Uyumaya niyetlenmişti ama aniden diğer tarafta beliren küçük kırmızı noktalı yeni bir arkadaşlık isteği olduğunu fark etti. Kontrol etti ve arkadaşlık isteğinin Tang Ning Teyze tarafından tanıtılan Wen Huaixuan'dan geldiğini gördü.

Fu Xiaoyu arkadaşlık isteğini kabul etti.

Tang Ning'in son derece iyi aile koşullarına sahip bir alfayla buluşma ayarlamasının bazı bağlantılar ve iyilikler gerektirdiğini anlamıştı.

Her iki durumda da, çok kaba davranmamalıydı.

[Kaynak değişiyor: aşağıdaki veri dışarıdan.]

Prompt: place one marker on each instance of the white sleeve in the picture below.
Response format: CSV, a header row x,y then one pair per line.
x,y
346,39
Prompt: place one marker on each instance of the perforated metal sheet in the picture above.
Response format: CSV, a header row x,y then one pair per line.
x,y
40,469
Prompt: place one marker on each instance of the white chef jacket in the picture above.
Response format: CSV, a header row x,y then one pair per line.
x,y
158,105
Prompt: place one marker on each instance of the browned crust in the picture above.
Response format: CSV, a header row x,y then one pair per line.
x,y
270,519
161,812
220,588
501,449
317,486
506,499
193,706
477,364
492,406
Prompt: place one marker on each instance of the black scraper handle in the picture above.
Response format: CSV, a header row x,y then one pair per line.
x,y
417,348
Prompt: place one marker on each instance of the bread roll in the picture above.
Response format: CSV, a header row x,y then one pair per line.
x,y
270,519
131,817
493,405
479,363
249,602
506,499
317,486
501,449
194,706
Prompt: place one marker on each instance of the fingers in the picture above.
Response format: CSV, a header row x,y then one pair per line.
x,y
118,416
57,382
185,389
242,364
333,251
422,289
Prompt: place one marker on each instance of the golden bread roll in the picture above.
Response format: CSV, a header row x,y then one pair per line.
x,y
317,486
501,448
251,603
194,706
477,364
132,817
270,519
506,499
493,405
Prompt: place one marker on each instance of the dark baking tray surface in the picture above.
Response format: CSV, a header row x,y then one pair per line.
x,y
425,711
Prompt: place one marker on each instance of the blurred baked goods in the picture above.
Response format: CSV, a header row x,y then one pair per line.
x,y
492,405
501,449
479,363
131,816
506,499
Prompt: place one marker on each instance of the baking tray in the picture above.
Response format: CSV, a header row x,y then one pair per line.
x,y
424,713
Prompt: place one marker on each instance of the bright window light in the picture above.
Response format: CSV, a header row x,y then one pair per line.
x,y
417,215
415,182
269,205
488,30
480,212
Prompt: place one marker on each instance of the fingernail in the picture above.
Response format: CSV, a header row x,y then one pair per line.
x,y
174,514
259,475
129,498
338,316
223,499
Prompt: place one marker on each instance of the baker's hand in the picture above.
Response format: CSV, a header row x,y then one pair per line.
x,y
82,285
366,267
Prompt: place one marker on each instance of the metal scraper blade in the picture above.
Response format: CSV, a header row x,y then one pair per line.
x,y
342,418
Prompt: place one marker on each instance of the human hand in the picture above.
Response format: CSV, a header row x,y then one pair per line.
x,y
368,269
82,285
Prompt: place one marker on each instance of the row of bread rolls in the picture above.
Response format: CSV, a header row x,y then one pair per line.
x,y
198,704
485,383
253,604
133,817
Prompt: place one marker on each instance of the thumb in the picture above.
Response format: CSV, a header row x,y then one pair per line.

Wen Huaixuan'ın profil resmi ata binerken çekilmiş bir fotoğraftı ama uzun bir çekim olduğu için yüzü net olarak görülemiyordu ve Fu Xiaoyu yüz hatlarını seçemiyordu ama iyi bir fiziğe sahip olduğunu belli belirsiz hissedebiliyordu.

Fu Xiaoyu tıklayıp daha yakından bakma zahmetine girmedi; karşı taraf mesaj göndermediği için telefonunu bir kenara bıraktı ve Xia'an'a sarılarak uyudu.

...

Aslında, dört gün göz açıp kapayıncaya kadar geçti.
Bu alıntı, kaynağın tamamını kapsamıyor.